Water supply: The emptying well
By Margaret Catley-Carlson
Nature international weekly journal of science, 542, 412–413 (23 February 2017) doi:10.1038/542412a
Published online 22 February 2017

The article is Catley-Carlson's review of High and Dry: Meeting the Challenges of the World's Growing Dependence on Groundwater by William M. Alley & Rosemarie Alley
Yale University Press: 2017


It is astonishing to many that lakes and rivers account for less than one-third of 1% of global fresh water. Some 95% of unfrozen fresh water resides unsung and underground, dimly visible at the bottom of a well or gushing from a pump. Big cities such as Buenos Aires and entire countries, including Germany, depend hugely on groundwater. About 70% of it goes into irrigation, accounting for more than half of irrigated agriculture — which in turn provides nearly half of the global food basket. In large parts of India, groundwater is egregiously overdrawn. 


And everywhere, aquifers are poorly measured and managed. As a result, no scientific consensus exists on the details of this vast and vital source of fresh water — although there is consensus on the fact that we face a worldwide problem.

In High and Dry, hydrologist William Alley and science writer Rosemary Alley encapsulate the crisis in a description of the US High Plains Aquifer, which spans eight states from South Dakota to Texas. “This virtual ocean of groundwater, which accumulated over thousands of years, is being used up in decades,” they write. 

In three ways, the book provides a deep and broad understanding of groundwater use and abuse, mostly in the United States but with some international scope.

First, it abounds in case studies, many centering on grand, polarizing projects. In the early twentieth century, engineer William Mulholland fomented water wars in California by diverting the Owens River to Los Angeles; that process has ultimately led to groundwater pumping in the Owens Valley. Today, Texas tycoon T. Boone Pickens has tried to sell water from the Ogallala Aquifer to municipalities. 

In the mid-1980s, Libyan leader Mu'ammer Gaddafi masterminded the Great Man-Made River, a piping system fed by the Nubian Sandstone Aquifer, to service the country's dry reaches. 

India, the Alleys show, swiftly progressed from famine to food exporting beginning in the 1960s. That astonishing development was driven mostly by private pumps (16 million of them as of 2010) using free electricity to pull water from an ever-lower water table.

The authors also delve into Australia's Murray–Darling basin, which has been overpumped and overused, largely because of allocations based on volumes in high-water years. And they explore how water politics in apartheid-era South Africa denied non-whites adequate water rights for rural development. These stories are crucial to global understanding of current imbroglios, and they are told with verve.

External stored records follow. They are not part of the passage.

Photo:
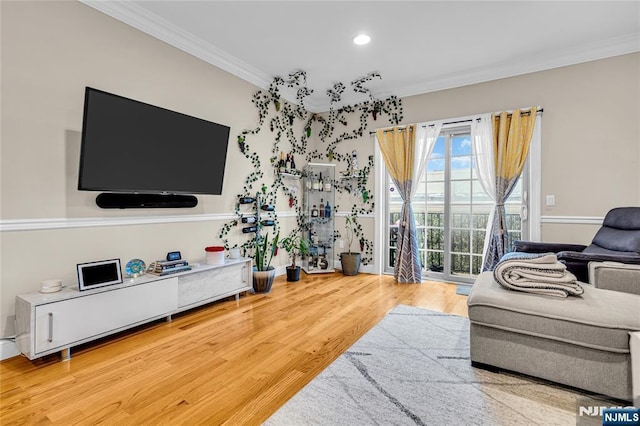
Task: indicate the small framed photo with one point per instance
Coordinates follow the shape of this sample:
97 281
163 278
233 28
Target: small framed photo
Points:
99 274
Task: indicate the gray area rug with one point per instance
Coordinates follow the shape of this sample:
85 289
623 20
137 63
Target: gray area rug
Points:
413 368
463 290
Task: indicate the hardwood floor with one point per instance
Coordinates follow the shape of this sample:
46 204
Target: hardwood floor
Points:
230 362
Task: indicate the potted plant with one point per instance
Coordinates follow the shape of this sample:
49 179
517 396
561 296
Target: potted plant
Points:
296 246
350 260
263 272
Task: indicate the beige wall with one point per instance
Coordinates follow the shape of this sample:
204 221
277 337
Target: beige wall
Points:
590 133
52 50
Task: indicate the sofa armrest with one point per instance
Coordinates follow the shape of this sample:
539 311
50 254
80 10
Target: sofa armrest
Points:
615 276
578 262
537 247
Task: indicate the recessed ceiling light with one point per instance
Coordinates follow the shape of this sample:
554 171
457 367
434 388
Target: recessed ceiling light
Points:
362 39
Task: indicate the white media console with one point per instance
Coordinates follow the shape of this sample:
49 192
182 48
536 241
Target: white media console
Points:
55 322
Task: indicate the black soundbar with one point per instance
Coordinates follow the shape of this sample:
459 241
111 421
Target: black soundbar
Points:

The second achievement of High and Dry is its excellent distillation of aquifer science. There are clear descriptions of how geology and geography affect the depth or movement of water, the relation of aquifers to stream flow and how these stores recharge. Pollution of aquifers by pesticides, fertilizers, pharmaceuticals and arsenic is thoroughly laid out, as is arsenic poisoning, which remains slow and expensive to treat. The Alleys show how artesian wells can push pressurized water into the atmosphere and aquifer depletion can cause subsidence of metres per decade, which plays havoc with railways and sewers.

Finally, the book unpicks the tangles that impede groundwater governance. In the United States, the “secret, occult and concealed” nature of the resource, as an 1861 court ruling had it, rendered regulation impossible. US history accordingly reveals a rich tapestry of legal suits, counter suits, interstate conflicts, water theft, treaties, compacts, agreements, accords, lobbying, bullying and temporizing. 

Yet national water governance is slowly finding ways to measure and manage water use as technology and awareness grow. In the American West there are several, sometimes competing, fundamental water laws. 

[...]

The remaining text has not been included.